Les mutins de la mer noire
André Marty et les Brigades internationales
Les mutins de la mer noire
Texte de Claude Pennetier
Lorsque, après l’armistice du 11 novembre 1918, son navire fit partie de l’escadre envoyée devant Odessa pour combattre la Révolution russe, Marty — qui aurait demandé, sans succès, à quitter l’armée en novembre 1918 et en janvier 1919 — fut au cœur des mutineries connues sous le nom de Révolte de la mer Noire. Dès février 1919, des mouvements de refus d’obéissance apparurent dans l’armée de terre. En mars, une compagnie du génie refusa d’ouvrir le feu sur les “ rouges ” à Odessa. Le mécontentement s’affirmait également chez les matelots (souvent d’anciens ouvriers), las de la guerre, peu enclins à gêner la progression des bolcheviks — ceux-ci arrivèrent devant Odessa début avril — et qui réclamaient avec force l’amélioration de la nourriture ainsi que leur démobilisation.

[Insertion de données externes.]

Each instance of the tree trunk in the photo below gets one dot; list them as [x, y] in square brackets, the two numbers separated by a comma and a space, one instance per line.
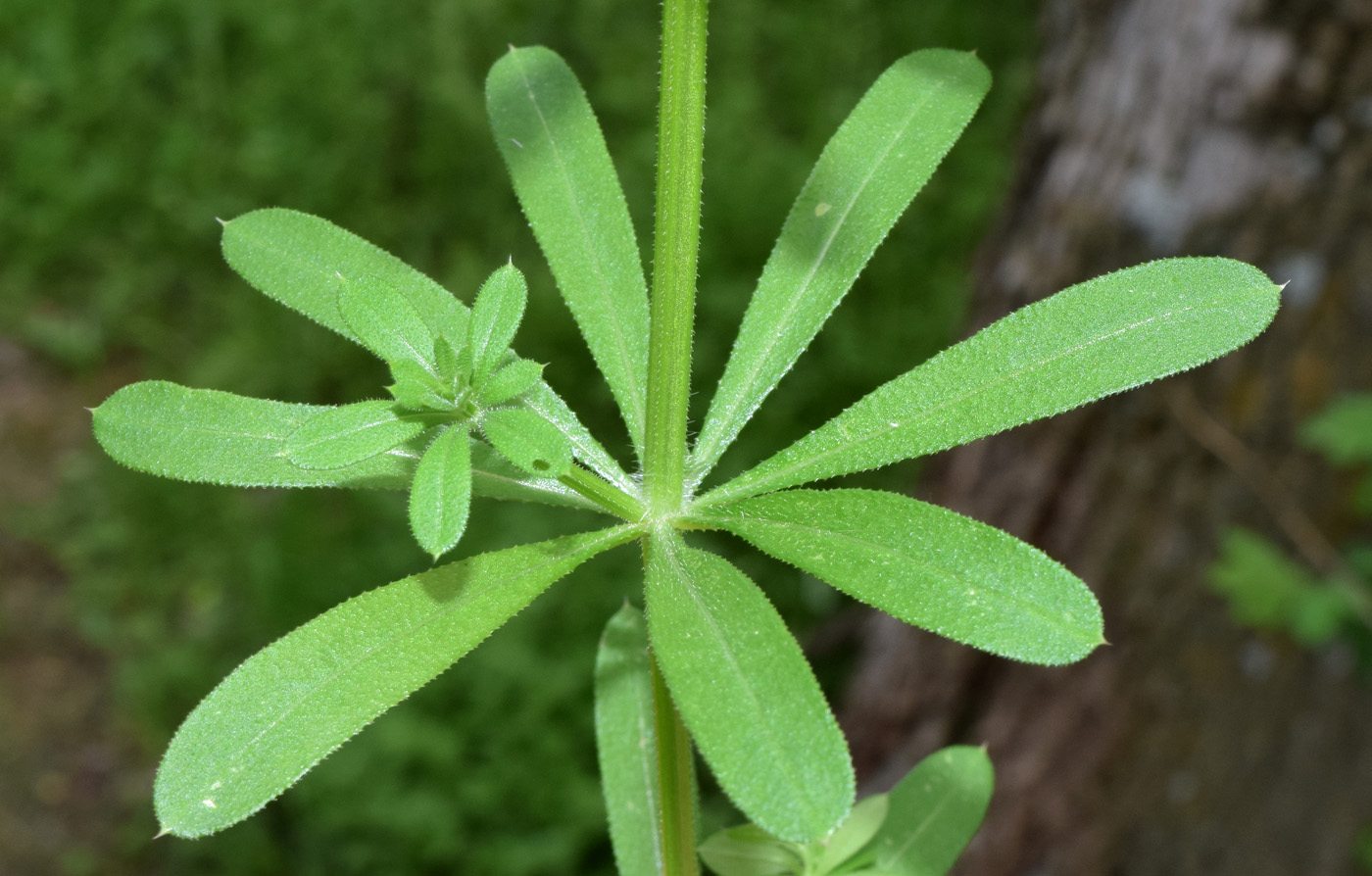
[1189, 746]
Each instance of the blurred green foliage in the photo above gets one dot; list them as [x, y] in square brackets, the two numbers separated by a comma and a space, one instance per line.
[1268, 590]
[126, 127]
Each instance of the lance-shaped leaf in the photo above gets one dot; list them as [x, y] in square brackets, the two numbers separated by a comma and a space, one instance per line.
[566, 185]
[1095, 339]
[627, 745]
[298, 700]
[745, 693]
[928, 566]
[496, 316]
[347, 435]
[514, 380]
[386, 322]
[220, 438]
[441, 495]
[497, 477]
[935, 811]
[748, 851]
[297, 260]
[527, 440]
[866, 177]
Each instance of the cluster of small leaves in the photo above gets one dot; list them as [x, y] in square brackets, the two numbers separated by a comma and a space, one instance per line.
[1268, 590]
[736, 675]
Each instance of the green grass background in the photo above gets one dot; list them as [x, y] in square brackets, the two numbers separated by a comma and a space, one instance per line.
[126, 127]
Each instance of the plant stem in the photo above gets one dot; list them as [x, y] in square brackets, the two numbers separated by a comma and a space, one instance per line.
[681, 133]
[604, 494]
[675, 782]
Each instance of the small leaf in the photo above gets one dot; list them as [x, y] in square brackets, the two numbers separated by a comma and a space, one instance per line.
[497, 477]
[220, 438]
[297, 260]
[935, 811]
[442, 492]
[565, 181]
[511, 381]
[871, 169]
[928, 566]
[1342, 431]
[747, 851]
[386, 322]
[855, 832]
[496, 316]
[340, 436]
[626, 743]
[302, 697]
[527, 440]
[745, 693]
[1095, 339]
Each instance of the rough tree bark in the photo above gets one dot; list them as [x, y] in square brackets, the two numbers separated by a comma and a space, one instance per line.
[1239, 127]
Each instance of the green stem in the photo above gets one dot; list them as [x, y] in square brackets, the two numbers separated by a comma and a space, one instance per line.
[675, 780]
[681, 134]
[604, 494]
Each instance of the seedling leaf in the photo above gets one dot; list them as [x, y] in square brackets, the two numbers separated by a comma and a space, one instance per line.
[220, 438]
[935, 811]
[565, 181]
[627, 745]
[527, 440]
[347, 435]
[298, 700]
[1095, 339]
[866, 177]
[745, 693]
[441, 495]
[928, 566]
[496, 316]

L’arrestation de l’officier mécanicien André Marty à bord du Protêt, le 16 avril, précéda la révolte. Celui-ci avait projeté avec ses amis, dont Louis Badina, de prendre le contrôle du torpilleur pour entrer, drapeau rouge au mât, dans le port d’Odessa et donner ainsi le signal d’un mouvement qui paralyserait l’intervention française. A défaut de pouvoir rencontrer des bolcheviks, il avait profité d’une escale à Galatz (Roumanie) pour discuter avec des sociaux-démocrates roumains. Le complot s’ébruita et Marty fut arrêté trois jours plus tard, avant d’avoir pu passer à sa réalisation.

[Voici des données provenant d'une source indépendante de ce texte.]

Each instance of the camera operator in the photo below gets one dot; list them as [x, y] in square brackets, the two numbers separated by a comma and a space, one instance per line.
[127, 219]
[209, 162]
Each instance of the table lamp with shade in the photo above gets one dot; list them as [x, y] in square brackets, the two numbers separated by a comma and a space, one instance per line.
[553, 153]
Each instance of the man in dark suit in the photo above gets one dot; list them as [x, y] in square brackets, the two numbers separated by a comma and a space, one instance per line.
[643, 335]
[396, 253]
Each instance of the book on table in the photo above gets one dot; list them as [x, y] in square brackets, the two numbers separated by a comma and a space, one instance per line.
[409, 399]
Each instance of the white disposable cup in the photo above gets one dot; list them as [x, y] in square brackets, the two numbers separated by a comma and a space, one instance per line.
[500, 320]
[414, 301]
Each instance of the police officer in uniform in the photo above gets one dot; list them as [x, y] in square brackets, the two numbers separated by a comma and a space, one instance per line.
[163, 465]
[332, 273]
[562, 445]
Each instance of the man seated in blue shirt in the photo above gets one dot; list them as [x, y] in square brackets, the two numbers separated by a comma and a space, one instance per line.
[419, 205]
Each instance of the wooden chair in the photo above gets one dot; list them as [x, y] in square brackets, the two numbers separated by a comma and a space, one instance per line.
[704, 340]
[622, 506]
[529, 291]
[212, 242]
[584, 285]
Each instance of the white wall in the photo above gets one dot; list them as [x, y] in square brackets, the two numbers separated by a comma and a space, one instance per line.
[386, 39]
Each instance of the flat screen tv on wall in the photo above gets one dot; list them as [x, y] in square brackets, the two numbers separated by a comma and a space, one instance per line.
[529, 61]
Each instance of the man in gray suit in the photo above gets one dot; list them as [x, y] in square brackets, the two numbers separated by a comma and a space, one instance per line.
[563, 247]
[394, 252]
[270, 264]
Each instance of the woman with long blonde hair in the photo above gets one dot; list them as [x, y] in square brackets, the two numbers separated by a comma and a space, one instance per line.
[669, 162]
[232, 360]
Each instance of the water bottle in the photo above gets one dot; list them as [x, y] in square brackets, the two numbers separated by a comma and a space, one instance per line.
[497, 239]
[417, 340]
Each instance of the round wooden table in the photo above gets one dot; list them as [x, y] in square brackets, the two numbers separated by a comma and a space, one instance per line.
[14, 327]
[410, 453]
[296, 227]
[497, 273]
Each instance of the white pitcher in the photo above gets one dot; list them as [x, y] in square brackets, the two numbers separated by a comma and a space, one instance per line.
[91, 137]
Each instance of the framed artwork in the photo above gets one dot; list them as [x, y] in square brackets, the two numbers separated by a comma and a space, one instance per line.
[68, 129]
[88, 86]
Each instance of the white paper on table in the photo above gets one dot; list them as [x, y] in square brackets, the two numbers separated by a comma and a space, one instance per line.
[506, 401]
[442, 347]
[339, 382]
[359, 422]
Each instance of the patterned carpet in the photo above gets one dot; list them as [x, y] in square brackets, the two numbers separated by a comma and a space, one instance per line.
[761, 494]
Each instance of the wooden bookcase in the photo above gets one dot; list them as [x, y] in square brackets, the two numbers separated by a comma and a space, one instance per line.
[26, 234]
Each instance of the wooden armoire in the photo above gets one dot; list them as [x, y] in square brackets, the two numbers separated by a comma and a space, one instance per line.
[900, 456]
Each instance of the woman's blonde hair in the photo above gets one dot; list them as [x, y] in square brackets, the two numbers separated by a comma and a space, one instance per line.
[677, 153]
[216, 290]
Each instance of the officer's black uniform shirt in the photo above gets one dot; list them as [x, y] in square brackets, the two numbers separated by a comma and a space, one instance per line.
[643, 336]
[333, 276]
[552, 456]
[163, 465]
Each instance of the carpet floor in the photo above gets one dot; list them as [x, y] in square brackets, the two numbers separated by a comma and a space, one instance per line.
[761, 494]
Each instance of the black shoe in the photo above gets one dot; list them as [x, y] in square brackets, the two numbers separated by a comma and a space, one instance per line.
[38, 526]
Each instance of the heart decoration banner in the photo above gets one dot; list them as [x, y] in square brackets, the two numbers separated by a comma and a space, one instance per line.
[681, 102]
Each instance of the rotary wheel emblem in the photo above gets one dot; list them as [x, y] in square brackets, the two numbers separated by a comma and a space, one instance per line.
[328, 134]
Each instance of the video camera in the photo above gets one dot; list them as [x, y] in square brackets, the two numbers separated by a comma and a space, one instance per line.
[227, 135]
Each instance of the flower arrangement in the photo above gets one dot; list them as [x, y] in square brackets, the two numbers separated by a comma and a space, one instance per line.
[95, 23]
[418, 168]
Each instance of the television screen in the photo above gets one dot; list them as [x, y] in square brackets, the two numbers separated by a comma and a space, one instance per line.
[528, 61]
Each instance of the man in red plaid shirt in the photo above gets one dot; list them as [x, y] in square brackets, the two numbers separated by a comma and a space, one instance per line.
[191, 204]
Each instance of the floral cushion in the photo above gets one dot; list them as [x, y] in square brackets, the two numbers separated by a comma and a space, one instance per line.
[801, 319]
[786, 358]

La mutinerie proprement dite éclata le 19 avril 1919 sur le cuirassé France à l’instigation du matelot mécanicien Virgile Vuillemin alors que l’évacuation d’Odessa se poursuivait depuis treize jours et que des navires français avaient tiré sur les troupes bolcheviques les 16 et 17 avril.
D’abord emprisonné à terre, à Galatz, puis transféré le 23 avril à bord du Waldeck-Rousseau, d’où il chercha à communiquer avec l’extérieur, Marty réussit à provoquer un mouvement de solidarité. Son transfert sur le Protêt fut suivi d’une révolte des marins du Waldeck-Rousseau. Il fut au centre de la mobilisation des mutins qui ajoutèrent à leurs revendications la volonté de sauver sa vie. Selon Maurice Agulhon : “ C’est donc très tôt, et sans qu’il ait eu besoin, comme on l’a insinué, de se fabriquer une légende, que Marty fut considéré comme le symbole de la Mutinerie. Il y avait à cela deux raisons : la première est qu’il avait été le plus hardi dans la conception et dans l’organisation (encore qu’on ne connaisse celle-ci que par allusions), la seconde qu’il était le seul des mutins à avoir rang d’officier. ” (op. cit.) Les documents, et en particulier la lettre qu’il écrivit à son frère Jean le 23 juin 1919, témoignent de son courage, de sa solidarité avec les autres inculpés et de sa volonté de lier le mouvement ouvrier français à la défense des mutins : “ J’insiste sur ce que, devant une condamnation à mort très probable, je me déclare plus que jamais solidaire de tous ceux impliqués dans les affaires de la mer Noire. Éclairez les ouvriers et les paysans sur cette énorme affaire. Les bolcheviks ne sont pas ce qu’on dit en France et on oblige les marins et les soldats à faire une besogne ignoble contre leur volonté. ”
Le 5 juillet 1919, après que Marty se fût dans sa déposition finale solidarisé avec tous les soldats et marins révoltés sur le front russe et en mer Noire, le conseil de guerre, réuni à bord du Paris en rade de Constantinople, le condamna à vingt ans de travaux forcés, vingt ans d’interdiction de séjour et à la dégradation militaire.